Gerçekten de, yıllardır kendini bir tekstil ülkesi olarak ilan eden Türkiye'nin bir yabancının üzerinde gördüğü bir Türk markalı tişörte sevinmektense, geri kalan binlerce kişi üzerinde neden tek bir Türk markalı giysi olmadığına üzülmesi gerekiyor.

Ama biz nedense küçük şeylere seviniyoruz. Ama o küçük şeyler 70 milyon insanın hak ettiği mutluluğu yakalamasına yetmiyor.
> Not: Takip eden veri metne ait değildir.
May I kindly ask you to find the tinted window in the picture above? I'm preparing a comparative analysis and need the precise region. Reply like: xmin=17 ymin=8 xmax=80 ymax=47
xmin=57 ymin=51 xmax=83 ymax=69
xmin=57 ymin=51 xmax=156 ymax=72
Tanesinden 5 sent kár edilen fasonculuk, Türkiye'den marka çıkarmıyor.

Tam aksine, çok emekle az kazanılan bir ülkenin insanlarını kamyonetlerde ölüme gönderecek terör odaklarının kucağına itiyor.

Juventus taraftarlarının Türkiye'yi hazır maça gelmişken alışveriş yapılacak bir ülke değil, terörden dolayı gidilmeyecek bir ülke olarak görmesine neden oluyor.

Arkadaşımın ‘‘Mavi Jeans tişört görme sevinci’’, bende bu karamsar düşüncelere neden oldu.

Mavi Jeans iyiydi ama ya gerisi.

Dönüşte uçakta Cemalettin Sarar'a rastlamak keyfimi biraz olsun düzeltti.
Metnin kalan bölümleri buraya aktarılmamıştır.